The author is a super-fan of Buffy Sainte-Marie and writes about her with unabashed enthusiasm: her music, activism, and personal choices. I don't blame her. I've long considered Buffy to be one of the best songwriters of the 20th century and maybe beyond. I've seen her a number of times, and she's also a great performer. She's always supported good causes, indigenous and other, and her own nonprofit did excellent things.
The book gives details about her personal life, including childhood abuse, how she reconnected with her birth family, her path to not being a doormat for men, and, interestingly, how her creativity has worked, starting in her childhood. It is, of course, even more about her career in singing, songwriting, musicianship, and entertainment (Sesame Street!). And the ups and downs; a period where two presidential administrations effectively had her blacklisted, and one where an abusive husband kept her mostly sidelined.
Even with those gaps, Buffy's career has been impressive, unique, and trailblazing. As noted in the book, she has been an innovator, with stylings in the 1970s that foreshadowed modern electronic music, incorporating native chants into her music in the 1980s (the author says she was the first to do that), then in the 1990s being the first (the author says) to produce a whole album digitally, creating all the music herself (and imo, that album was a masterpiece). She also stayed out of much of the artifice of the music industry and commercialism, preferring to maintain her authenticity. (But I think she has maybe enjoyed celebrity more than the author represents. And why not?)

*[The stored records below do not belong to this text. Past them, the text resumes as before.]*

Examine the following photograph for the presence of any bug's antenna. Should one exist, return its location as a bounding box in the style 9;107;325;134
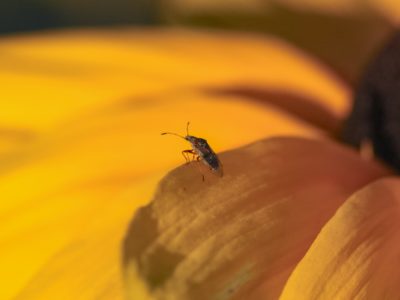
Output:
161;132;186;140
186;122;190;135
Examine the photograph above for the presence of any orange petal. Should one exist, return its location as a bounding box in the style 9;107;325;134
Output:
281;178;400;300
124;138;387;299
0;30;349;300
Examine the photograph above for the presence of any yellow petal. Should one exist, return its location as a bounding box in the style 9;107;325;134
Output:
281;178;400;300
124;138;387;299
0;30;349;300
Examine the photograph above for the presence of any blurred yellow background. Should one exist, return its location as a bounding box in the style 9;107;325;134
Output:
0;0;400;300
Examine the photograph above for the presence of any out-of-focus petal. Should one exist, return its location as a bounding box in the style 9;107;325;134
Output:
281;178;400;300
0;30;348;300
124;138;387;299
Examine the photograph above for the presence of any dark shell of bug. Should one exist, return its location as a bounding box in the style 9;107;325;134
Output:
203;152;221;170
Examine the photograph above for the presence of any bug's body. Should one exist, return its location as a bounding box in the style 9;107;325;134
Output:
162;123;223;180
185;135;223;176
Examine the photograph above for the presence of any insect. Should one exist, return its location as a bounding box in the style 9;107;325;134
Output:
161;122;223;181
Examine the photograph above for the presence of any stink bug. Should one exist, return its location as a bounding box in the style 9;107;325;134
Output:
161;122;223;181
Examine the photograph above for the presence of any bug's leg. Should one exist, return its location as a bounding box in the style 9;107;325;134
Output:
182;150;196;164
196;156;205;182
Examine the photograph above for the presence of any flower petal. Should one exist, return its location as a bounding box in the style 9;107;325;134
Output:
124;138;387;299
0;30;349;299
281;178;400;300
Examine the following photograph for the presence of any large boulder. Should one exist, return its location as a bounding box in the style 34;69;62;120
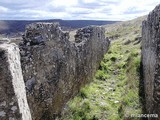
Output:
20;23;110;120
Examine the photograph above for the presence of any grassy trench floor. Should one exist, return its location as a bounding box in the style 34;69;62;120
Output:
62;17;142;120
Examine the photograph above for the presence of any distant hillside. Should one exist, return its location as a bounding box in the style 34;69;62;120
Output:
0;19;117;34
62;16;146;120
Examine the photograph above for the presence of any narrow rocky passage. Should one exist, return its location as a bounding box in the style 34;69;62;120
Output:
63;18;144;120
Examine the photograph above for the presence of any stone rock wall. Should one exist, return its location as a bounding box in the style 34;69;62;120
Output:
20;23;110;120
0;41;31;120
142;5;160;116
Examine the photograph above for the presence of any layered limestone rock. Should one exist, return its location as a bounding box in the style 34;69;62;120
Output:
20;23;109;120
0;40;31;120
142;5;160;116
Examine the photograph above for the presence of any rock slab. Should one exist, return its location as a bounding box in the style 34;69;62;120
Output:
20;23;110;120
0;42;32;120
142;5;160;116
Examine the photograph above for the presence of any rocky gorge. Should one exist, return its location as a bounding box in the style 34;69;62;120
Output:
0;23;110;120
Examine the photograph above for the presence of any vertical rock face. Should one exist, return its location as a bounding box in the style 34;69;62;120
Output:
20;23;109;120
142;5;160;116
0;43;31;120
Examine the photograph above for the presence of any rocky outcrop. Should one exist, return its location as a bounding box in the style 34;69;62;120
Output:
0;41;31;120
17;23;109;120
142;5;160;116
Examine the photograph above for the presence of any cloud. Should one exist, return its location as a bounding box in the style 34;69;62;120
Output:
0;0;159;20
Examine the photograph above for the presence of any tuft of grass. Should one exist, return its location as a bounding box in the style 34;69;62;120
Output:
62;16;142;120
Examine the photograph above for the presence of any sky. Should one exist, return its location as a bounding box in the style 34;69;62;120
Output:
0;0;160;21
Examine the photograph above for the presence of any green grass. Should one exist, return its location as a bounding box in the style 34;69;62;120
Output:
62;17;142;120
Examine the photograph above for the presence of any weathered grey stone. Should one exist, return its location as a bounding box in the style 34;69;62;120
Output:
142;5;160;119
20;23;109;120
0;43;31;120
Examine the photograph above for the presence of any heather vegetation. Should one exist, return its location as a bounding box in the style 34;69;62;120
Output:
63;17;145;120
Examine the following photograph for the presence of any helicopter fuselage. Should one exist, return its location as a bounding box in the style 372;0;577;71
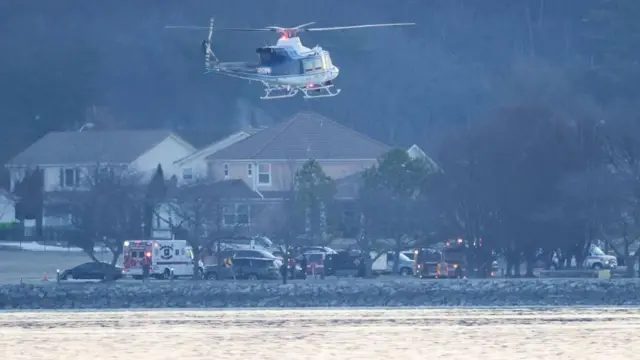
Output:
208;38;340;87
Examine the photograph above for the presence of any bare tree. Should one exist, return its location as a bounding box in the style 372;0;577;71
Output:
67;164;144;265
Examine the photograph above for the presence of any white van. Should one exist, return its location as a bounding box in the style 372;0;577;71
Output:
123;240;202;279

Buffy has always been an activist, and the book celebrates her activism and the causes she stands for, mainly Native issues, which are important and crucial, but also a broader view including pacifism, ending corporate hegemony, and feminism.

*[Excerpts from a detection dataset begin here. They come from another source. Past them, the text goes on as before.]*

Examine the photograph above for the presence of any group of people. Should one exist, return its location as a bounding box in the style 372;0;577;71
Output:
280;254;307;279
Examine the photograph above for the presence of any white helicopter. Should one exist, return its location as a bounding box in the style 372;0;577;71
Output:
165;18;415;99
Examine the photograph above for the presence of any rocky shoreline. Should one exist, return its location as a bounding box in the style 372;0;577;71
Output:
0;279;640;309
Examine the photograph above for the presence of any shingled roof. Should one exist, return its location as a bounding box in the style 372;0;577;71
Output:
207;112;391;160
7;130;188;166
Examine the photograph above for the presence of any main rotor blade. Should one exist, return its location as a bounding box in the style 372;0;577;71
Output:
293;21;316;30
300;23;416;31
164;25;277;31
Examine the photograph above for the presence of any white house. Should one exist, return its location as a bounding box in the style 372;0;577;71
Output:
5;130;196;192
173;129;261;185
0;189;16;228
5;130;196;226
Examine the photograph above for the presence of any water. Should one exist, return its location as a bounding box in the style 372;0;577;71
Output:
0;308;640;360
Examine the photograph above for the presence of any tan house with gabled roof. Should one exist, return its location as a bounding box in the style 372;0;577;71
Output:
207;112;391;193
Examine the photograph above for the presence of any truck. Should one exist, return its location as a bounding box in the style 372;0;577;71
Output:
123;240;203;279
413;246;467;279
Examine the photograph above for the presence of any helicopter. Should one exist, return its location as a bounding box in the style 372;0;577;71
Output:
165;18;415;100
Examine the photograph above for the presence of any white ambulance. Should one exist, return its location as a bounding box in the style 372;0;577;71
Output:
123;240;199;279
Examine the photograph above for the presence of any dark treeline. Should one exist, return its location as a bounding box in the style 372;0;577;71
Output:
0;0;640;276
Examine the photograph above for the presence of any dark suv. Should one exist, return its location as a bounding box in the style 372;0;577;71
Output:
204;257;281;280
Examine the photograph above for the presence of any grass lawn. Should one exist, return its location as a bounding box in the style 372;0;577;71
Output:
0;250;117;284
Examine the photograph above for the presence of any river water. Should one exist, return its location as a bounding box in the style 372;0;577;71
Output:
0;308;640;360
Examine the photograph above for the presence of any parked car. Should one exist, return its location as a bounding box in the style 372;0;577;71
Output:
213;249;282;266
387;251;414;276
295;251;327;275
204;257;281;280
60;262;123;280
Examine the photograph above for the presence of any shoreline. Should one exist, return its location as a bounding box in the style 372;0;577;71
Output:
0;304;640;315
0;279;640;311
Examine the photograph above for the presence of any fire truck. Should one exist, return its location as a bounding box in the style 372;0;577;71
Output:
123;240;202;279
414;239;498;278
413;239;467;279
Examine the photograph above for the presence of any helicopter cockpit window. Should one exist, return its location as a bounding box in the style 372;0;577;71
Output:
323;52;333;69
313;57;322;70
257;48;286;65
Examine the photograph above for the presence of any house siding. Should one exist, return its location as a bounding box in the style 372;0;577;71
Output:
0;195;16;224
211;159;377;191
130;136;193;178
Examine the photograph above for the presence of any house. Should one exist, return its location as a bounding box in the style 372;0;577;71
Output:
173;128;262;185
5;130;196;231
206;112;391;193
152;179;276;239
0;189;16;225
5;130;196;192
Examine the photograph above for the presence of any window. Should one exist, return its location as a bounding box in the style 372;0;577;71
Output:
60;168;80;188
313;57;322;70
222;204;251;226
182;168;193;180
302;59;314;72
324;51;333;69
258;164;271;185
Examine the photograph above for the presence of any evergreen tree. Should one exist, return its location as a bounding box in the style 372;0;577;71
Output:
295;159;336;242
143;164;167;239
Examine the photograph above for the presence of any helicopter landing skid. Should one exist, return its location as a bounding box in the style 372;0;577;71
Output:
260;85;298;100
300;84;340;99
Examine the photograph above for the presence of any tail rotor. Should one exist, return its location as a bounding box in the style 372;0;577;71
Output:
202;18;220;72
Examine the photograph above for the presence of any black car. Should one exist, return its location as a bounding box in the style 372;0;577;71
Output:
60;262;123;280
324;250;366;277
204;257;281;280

The book was easy to read and has a lot of substance. The author's positivity is nice, but sometimes awkward or gushing. Having lived through the times and known the music when it was new, I find it interesting to see her perspective as she writes about times before she was alive or aware of the music scene and the general cultural atmosphere. It's almost abstract or mythical to her, though she does make it come alive.
I'd recommend the book to anyone interested in Buffy Sainte-Marie and her work.